O Brasil seria menos afetado em uma segunda onda de crise? Sim. O Brasil tem disponíveis e implantados mecanismos de reação. Os mecanismos de empréstimos de reservas internacionais estão estruturados, assim como os de liberação de depósitos compulsórios. O BC pode reverter a qualquer momento a política de acumulação de reservas. Existe um arsenal montado. E o mercado sabe disso. A sociedade já viu esse arsenal funcionar. Se houver nova crise, o poder de fogo continua montado, à disposição.
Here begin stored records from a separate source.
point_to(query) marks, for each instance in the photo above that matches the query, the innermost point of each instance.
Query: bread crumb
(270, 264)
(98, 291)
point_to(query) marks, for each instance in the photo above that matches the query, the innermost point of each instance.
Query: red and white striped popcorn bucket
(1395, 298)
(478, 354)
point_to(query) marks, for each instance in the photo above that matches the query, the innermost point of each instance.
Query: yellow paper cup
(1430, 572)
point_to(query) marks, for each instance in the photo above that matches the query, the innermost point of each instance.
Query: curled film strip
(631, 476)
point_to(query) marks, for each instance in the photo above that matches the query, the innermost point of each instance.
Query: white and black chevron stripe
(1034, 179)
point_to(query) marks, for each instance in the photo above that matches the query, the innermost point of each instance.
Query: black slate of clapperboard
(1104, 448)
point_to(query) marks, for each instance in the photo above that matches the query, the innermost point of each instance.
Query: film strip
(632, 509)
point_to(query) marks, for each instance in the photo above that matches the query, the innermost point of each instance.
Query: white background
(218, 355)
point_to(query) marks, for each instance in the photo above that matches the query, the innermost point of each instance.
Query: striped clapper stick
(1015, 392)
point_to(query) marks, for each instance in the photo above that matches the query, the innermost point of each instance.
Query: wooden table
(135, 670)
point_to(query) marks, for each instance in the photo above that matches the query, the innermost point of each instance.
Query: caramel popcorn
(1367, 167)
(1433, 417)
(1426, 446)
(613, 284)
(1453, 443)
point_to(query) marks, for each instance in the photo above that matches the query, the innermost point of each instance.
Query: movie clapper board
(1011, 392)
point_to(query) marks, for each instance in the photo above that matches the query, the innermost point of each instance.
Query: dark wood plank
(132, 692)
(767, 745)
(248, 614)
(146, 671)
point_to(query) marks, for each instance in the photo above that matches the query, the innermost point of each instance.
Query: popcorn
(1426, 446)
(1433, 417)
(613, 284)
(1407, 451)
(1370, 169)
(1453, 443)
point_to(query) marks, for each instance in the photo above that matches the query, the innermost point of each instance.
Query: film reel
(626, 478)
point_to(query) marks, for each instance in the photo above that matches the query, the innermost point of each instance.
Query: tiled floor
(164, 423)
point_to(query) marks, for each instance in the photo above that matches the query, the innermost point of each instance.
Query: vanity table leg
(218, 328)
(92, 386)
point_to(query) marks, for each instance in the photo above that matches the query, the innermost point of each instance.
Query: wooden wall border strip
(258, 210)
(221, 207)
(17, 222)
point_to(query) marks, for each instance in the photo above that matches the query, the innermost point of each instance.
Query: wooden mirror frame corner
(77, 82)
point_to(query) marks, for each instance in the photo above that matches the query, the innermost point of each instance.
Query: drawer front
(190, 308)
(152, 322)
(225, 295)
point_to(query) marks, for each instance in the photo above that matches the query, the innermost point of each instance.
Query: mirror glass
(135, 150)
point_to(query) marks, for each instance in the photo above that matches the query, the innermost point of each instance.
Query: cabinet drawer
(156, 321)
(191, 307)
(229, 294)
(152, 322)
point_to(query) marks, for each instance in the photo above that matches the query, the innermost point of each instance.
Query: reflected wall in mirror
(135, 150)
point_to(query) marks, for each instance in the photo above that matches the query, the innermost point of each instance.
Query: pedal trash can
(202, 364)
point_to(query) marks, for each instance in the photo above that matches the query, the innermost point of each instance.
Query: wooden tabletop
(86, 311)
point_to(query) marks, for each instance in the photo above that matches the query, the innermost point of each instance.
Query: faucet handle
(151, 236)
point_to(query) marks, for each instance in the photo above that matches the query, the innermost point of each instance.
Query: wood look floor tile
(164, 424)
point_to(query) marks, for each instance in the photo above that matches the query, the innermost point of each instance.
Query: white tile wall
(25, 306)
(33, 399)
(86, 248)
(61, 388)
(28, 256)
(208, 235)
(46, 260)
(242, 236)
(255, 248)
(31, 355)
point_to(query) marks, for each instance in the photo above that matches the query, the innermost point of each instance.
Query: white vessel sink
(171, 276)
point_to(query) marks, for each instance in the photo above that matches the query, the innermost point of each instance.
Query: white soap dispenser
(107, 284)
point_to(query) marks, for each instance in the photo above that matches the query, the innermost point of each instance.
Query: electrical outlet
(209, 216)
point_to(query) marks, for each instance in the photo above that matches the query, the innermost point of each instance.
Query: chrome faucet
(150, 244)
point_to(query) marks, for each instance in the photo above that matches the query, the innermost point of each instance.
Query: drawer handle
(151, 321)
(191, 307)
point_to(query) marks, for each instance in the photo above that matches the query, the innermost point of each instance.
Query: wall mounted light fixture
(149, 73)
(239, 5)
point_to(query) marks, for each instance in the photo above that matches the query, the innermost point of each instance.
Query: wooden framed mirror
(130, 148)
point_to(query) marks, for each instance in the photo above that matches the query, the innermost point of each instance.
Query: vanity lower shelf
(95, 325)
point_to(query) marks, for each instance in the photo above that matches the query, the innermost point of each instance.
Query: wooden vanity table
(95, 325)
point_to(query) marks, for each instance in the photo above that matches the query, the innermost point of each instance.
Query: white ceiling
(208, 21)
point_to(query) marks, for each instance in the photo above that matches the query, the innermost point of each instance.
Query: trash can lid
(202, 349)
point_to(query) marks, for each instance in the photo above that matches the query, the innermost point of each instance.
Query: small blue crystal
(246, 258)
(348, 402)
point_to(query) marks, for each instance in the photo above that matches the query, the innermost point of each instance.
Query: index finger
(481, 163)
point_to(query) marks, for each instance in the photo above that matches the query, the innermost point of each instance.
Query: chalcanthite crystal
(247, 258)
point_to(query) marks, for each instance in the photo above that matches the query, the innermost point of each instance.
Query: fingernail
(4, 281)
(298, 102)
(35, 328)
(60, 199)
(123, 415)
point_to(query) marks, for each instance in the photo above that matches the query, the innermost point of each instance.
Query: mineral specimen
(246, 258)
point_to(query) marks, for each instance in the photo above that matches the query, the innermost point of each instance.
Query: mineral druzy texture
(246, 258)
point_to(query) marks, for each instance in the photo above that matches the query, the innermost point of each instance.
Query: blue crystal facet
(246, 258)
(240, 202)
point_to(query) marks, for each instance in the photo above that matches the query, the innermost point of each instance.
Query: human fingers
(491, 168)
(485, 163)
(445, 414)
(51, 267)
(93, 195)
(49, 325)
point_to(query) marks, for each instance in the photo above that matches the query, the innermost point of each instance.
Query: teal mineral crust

Quais vulnerabilidades precisam ser atacadas no Brasil e no mundo, agora que a recessão está ficando para trás? Não há um modelo para o mundo todo. Nos Estados Unidos, será necessário criar mecanismos de aumento de investimento e de substituição do consumo devido à opção pela poupança. Aquele país também terá de enfrentar um processo de consolidação fiscal importante, pois a dívida pública deverá chegar a 70% do PIB ou ir além. A China tem o desafio de criar um mercado doméstico que substitua as compras dos americanos. Os europeus sairão com a situação fiscal fragilizada. Os desafios do Brasil estão relacionados a investimentos de infraestrutura para suportar taxas de crescimento sem desequilíbrios. Há o desafio dos investimentos em educação e na maior produtividade da economia. A reforma tributária é muito importante.